Forget the frivolities of Hollywood, Madagascar is like nowhere else on earth. In fact, all things considered, hardly qualifies as part of Africa: the two are separated by hundreds of miles of sea and 165 million years of evolution – long enough for plants and animals of Madagascar to become some of the strangest forms on the planet. Nowhere else can see over 70 varieties of lemurs, including one that sounds like a police siren, chameleons largest and smallest of the world, and the last on hold elephant bird, the largest bird ever ever. About Ifaty south of Madagascar, you will see the forests of gnarled and thorny “pop” trees and in the west, marvel at the bottle-shaped baobab trees, especially in the Avenue du Boabab near Morondava.
And be on the look out for the carnivorous pitcher plant found around Ranomafana, more than 60 varieties of them. Not for nothing is considered priority.And Madagascar’s world number one conservation people are no less interesting: arriving here about 2000 years ago along the Indian Ocean trade routes, growing rice in paddies terraces, and speak a language that has more in common with its origins in Southeast Asia than Africa. Their culture is full of taboos and magic, caves, waterfalls, imbue animals and even some physical objects with supernatural attributes. Mountain people live in traditional brick houses with carved balconies several stories, and in some areas, dance with their dead ancestors in the ‘turning of the bones of the ceremony.
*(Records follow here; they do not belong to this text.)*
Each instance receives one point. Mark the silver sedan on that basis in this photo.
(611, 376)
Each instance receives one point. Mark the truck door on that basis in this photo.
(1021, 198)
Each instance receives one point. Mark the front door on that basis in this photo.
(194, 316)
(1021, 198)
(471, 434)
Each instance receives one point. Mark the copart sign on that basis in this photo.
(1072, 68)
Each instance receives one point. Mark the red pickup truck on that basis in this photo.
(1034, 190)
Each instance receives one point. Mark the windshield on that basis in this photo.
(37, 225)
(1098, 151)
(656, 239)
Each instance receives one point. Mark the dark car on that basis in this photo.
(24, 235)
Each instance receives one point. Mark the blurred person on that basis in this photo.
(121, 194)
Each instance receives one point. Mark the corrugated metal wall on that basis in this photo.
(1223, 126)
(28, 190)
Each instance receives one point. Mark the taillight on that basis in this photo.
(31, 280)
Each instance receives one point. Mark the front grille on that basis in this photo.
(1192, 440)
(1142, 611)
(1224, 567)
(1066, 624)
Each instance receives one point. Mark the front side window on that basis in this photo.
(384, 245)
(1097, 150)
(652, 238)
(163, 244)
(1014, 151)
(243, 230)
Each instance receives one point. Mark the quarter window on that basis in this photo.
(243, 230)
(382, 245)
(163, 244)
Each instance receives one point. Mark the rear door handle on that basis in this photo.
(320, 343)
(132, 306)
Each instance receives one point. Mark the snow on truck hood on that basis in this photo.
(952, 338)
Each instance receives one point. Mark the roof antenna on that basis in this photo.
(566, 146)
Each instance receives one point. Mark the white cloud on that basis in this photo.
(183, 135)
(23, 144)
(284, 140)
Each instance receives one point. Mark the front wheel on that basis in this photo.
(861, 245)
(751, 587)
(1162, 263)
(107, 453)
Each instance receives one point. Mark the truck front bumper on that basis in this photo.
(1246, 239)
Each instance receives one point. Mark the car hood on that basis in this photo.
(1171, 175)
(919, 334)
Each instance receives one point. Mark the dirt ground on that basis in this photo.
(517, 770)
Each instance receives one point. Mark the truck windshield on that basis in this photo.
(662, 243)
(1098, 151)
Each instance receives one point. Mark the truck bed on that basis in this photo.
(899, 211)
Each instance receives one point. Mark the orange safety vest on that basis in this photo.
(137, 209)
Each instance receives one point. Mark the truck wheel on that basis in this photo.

Throw in a little history of pirates, the coast full of shipwrecks, great cuisine, some of the world’s longest name place, and people unfailingly polite and friendly, and enjoy a refreshing take on excess “only” tag.
The small town of Ankify is the main port for ships and ferries between the coast of Madagascar and Nosy Be. If you make the journey from Nosy Be too late, and can not find a minibus to Diego Suarez, will have to spend the night. The last taxi leaves brousse Diego around 11, since no one wants to drive at night.